8) Em outro trecho de seu texto, Márcio Chaer afirma que o meu livro não abordou “maletas de grampo clandestino” que teriam sido usadas para interceptar conversas de ministros do Supremo, segundo alegou um delegado da Polícia Federal do Rio. A verdade é que meu livro examina criteriosamente, ao longo de muitas páginas, a existência ou não dos supostos grampos telefônicos sobre autoridades do STF a mando do comando da Satiagraha. Digo que todas as investigações oficiais abertas acabaram dando em nada. Explico que o então ministro da Defesa Nelson Jobim deu uma informação inexata ao presidente Lula, e isso custou o cargo do delegado Paulo Lacerda na direção da Abin. Sobre tudo isso, Chaer passa impávido, como se eu nada tivesse escrito ou abordado, como se eu tivesse fechado os olhos para a suposta, e põe suposta nisso, “grampolândia” no Supremo. Mas agora sim, segundo ele, agora tudo será esclarecido com o depoimento inequívoco desse delegado _que, aliás, nunca trabalhou na Operação Satiagraha.

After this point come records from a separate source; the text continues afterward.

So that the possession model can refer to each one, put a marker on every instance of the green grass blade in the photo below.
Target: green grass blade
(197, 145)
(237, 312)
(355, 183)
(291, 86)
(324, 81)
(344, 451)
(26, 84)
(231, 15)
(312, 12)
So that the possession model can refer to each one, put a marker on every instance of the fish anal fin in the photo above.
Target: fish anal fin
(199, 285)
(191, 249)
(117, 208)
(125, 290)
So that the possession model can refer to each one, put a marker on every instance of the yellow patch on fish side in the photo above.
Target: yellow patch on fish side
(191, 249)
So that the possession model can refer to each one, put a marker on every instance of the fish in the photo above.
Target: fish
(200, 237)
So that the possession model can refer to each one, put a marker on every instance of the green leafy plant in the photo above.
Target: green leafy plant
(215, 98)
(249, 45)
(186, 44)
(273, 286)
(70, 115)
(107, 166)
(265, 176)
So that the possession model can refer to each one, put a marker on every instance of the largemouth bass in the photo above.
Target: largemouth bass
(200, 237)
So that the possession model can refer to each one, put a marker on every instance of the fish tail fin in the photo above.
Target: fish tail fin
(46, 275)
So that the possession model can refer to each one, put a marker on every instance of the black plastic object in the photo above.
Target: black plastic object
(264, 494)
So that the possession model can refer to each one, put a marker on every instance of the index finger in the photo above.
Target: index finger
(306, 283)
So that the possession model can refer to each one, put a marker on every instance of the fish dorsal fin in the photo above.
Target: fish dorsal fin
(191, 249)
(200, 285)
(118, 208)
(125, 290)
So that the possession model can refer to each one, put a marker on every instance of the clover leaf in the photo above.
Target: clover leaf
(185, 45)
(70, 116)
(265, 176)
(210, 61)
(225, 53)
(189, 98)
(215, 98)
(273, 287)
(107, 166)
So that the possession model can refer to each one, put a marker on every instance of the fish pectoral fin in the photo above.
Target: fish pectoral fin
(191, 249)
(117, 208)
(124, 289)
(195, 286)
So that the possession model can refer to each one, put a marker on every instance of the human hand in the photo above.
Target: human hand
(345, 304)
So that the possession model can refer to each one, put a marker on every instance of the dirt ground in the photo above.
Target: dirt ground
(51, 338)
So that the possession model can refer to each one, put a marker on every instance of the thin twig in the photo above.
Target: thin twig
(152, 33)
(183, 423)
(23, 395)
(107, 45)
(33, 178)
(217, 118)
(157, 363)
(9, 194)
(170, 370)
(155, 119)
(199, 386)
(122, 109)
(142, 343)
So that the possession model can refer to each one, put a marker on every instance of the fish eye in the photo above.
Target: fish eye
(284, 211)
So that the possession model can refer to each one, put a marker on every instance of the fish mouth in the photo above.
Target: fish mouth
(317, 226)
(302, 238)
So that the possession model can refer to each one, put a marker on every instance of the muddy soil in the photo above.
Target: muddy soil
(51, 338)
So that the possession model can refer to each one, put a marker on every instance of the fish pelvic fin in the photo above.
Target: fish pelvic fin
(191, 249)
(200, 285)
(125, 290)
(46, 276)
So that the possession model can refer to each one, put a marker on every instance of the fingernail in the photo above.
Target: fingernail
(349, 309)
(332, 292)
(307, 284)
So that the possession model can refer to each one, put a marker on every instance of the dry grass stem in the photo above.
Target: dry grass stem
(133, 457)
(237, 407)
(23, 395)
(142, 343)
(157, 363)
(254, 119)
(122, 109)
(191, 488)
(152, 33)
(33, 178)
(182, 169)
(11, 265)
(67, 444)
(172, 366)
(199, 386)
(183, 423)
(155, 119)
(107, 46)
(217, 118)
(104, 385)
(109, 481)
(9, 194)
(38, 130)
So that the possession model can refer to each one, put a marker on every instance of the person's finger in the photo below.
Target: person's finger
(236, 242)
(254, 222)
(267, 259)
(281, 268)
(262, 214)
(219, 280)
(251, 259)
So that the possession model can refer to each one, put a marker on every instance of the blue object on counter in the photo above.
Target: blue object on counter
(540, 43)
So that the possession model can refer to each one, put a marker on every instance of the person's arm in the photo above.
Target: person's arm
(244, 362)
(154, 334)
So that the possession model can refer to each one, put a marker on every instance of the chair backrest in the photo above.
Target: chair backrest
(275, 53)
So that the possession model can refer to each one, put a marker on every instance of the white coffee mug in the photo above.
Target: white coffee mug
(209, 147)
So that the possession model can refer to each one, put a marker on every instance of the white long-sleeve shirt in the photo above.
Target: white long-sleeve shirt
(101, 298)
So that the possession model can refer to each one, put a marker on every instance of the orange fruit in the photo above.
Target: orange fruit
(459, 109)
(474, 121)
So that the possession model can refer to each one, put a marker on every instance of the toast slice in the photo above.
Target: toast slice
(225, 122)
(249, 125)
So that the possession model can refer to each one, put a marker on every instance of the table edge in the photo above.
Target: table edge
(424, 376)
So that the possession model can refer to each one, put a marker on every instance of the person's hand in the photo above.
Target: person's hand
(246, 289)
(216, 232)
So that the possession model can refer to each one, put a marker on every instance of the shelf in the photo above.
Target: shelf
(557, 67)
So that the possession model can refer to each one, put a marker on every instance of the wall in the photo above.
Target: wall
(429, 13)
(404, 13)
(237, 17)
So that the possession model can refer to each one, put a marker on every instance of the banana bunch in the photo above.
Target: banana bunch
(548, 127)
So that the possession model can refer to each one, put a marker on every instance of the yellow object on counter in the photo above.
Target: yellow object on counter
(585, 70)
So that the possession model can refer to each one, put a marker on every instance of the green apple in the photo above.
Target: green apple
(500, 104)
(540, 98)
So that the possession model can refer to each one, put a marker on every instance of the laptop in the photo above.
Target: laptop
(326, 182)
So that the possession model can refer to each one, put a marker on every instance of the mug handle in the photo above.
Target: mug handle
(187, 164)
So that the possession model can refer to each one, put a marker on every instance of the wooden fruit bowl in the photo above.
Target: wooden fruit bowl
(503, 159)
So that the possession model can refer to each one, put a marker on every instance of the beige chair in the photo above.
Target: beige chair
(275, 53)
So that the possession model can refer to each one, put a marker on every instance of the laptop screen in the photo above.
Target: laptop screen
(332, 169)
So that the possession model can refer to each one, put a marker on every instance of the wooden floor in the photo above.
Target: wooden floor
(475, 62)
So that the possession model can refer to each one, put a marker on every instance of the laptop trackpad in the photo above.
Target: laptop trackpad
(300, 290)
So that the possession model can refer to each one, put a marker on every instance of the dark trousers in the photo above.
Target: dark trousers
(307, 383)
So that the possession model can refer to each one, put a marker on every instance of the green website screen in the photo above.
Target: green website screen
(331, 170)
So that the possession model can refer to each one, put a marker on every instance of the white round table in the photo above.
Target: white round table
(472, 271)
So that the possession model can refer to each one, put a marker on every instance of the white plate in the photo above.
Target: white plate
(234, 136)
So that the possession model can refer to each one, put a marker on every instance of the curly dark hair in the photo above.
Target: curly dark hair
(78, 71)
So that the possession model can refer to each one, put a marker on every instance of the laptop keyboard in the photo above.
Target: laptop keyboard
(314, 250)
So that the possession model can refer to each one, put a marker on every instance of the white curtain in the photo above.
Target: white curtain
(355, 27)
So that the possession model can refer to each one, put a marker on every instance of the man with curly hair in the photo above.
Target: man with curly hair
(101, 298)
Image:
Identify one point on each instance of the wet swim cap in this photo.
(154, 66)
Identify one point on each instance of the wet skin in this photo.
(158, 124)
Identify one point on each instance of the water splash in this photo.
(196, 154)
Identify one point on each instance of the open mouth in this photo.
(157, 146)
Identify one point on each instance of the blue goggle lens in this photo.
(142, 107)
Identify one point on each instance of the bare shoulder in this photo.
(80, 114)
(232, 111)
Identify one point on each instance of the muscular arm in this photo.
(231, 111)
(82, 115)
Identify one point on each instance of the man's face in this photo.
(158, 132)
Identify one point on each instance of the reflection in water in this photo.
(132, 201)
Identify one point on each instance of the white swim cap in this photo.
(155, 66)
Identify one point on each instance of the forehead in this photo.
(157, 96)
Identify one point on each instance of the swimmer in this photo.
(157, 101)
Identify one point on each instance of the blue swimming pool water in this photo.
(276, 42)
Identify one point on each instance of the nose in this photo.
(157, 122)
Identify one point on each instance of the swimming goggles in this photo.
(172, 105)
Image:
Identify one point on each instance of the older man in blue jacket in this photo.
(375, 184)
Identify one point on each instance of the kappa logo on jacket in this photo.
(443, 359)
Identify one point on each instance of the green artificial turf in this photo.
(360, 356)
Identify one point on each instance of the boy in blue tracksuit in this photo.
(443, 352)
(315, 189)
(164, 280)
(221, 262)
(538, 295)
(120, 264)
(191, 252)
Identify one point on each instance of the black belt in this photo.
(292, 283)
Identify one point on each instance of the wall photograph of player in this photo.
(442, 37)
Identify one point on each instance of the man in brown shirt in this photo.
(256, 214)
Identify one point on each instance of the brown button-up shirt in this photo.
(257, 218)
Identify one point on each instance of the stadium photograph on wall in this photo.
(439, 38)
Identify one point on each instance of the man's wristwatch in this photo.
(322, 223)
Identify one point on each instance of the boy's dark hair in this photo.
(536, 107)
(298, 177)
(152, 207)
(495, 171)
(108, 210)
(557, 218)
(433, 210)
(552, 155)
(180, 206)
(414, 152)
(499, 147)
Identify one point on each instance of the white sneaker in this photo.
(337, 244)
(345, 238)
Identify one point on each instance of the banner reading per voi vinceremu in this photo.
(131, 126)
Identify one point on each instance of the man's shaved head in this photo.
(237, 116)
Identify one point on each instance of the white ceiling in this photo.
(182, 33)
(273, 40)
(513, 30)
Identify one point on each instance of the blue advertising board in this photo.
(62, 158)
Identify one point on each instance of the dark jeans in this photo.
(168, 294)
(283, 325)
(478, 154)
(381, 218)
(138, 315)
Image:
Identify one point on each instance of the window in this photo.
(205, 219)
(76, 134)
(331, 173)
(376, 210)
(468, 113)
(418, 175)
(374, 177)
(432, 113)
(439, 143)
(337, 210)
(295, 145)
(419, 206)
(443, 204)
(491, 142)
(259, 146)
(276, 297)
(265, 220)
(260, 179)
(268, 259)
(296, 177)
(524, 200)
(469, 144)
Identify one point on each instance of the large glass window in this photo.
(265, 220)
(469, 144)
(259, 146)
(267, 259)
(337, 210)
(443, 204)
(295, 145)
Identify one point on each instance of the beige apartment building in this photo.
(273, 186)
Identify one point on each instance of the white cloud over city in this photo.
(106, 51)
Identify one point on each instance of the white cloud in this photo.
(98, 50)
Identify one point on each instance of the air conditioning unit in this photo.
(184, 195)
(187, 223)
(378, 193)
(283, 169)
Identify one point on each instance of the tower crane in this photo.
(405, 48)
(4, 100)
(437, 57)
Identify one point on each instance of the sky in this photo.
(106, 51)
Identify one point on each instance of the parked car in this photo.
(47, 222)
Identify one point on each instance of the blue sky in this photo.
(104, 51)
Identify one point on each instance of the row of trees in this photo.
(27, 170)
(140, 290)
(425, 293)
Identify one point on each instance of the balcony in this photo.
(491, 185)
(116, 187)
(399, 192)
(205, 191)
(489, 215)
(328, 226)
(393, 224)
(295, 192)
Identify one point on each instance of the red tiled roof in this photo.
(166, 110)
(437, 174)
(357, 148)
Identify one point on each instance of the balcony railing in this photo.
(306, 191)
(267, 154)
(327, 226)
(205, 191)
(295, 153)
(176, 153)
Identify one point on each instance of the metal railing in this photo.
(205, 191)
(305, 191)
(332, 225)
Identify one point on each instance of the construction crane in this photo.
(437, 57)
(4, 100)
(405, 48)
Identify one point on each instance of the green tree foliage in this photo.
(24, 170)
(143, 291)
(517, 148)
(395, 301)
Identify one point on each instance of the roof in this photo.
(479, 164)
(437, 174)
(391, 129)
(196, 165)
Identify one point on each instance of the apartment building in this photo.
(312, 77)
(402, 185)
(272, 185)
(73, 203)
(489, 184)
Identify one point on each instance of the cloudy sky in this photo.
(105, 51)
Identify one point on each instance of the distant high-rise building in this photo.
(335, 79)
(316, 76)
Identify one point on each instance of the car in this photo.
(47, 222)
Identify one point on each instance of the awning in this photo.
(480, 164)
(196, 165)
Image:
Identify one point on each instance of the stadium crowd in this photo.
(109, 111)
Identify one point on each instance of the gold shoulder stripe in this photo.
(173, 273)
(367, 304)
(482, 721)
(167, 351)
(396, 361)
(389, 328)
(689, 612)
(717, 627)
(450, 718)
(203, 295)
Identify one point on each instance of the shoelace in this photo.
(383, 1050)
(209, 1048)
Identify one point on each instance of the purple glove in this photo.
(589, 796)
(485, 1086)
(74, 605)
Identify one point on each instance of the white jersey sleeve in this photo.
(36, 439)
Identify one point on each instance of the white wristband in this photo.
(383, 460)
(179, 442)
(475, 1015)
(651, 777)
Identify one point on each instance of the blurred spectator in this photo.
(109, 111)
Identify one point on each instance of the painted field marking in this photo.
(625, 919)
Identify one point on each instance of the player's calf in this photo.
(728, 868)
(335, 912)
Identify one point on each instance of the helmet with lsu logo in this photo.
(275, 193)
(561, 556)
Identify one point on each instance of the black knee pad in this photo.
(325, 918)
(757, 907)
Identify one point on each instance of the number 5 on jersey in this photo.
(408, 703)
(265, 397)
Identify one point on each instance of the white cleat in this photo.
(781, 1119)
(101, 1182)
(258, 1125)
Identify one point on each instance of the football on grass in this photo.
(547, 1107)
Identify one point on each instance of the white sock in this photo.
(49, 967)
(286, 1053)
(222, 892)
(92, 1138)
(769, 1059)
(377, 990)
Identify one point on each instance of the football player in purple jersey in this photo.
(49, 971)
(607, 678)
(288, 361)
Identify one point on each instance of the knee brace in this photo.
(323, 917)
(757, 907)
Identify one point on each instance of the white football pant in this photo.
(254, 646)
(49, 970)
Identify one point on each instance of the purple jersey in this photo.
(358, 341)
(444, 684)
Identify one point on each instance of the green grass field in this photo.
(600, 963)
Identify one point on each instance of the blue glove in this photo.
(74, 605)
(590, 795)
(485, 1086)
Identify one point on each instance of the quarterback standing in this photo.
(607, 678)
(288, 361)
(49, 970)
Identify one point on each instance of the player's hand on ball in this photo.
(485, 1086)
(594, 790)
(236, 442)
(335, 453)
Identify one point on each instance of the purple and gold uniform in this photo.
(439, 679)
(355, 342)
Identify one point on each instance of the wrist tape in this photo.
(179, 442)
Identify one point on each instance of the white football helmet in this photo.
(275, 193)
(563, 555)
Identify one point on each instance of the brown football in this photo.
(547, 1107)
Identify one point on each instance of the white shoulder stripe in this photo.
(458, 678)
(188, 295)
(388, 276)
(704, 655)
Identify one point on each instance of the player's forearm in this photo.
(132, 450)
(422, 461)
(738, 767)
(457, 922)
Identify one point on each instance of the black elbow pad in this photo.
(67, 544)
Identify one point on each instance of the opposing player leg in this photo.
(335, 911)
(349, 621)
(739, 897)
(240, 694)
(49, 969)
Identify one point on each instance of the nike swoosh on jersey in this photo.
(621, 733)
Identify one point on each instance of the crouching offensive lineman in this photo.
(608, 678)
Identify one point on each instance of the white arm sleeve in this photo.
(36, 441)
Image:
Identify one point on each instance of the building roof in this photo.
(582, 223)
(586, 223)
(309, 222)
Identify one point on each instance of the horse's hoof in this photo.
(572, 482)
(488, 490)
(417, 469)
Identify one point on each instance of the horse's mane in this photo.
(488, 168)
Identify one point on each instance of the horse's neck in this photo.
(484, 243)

Mas a verdade é que a alegação do delegado também jamais ficou comprovada. Novamente: eu não trabalho com especulações, mas com fatos. No recente livro de grande sucesso “Assassinato de Reputação”, o próprio ex-secretário nacional de Justiça Romeu Tuma Júnior informa que a alegação do delegado foi investigada, mas a Polícia Federal a descartou _muito embora Tuma Jr reclame da qualidade da investigação. Quando Tuma Jr. recentemente compareceu ao programa “Roda Viva”, os espectadores ouvimos do experiente e competente jornalista da “Folha de S. Paulo” Mario Cesar Carvalho, um dos principais nomes do jornalismo brasileiro, que ele, jornalista, seguiu a incrível trilha aberta pelo delegado do Rio mas nada comprovou, uma pessoa-chave desmentiu ou recuou. Zero novamente. Portanto, a resposta está aqui: a polícia investigou, um grande jornal investigou, mas nada se encontrou, as pistas não deram em nada. Apresento aos leitores e a Chaer o fato de que não uma, mas quatro investigações remexeram a questão do grampo sobre o Supremo (a saber: a CPI dos Grampos, o inquérito do delegado Amaro, o inquérito da PF de Brasília e uma sindicância da Abin) e nada encontraram, nem um grampo telefônico ilegal foi localizado. Em resposta a isso, Chaer cita a fala de um delegado que também já foi investigada e descartada.
Haveria ainda uma porção de reparos a fazer no texto de Chaer _como a parte em que ele afirma que o juiz De Sanctis teve “a iniciativa de quebrar o sigilo telefônico de todos os brasileiros”, mais uma declaração hilária de Chaer, que não vem acompanhada da informação de que essa alegação foi devidamente investigada e arquivada. Mas não quero cansar mais o leitor. Por fim, gostaria de frisar que fiz esses esclarecimentos em respeito ao leitor, que merece ouvir minhas explicações.
Em tempo: após o texto que aqui postei na última terça-feira, em que apontei a mentira contida no primeiro parágrafo de seu texto, Chaer apressou-se em corrigir a mentira, alterando o texto. Poderia aproveitar o embalo e corrigir todas as outras também. Obrigado, Rubens Valente.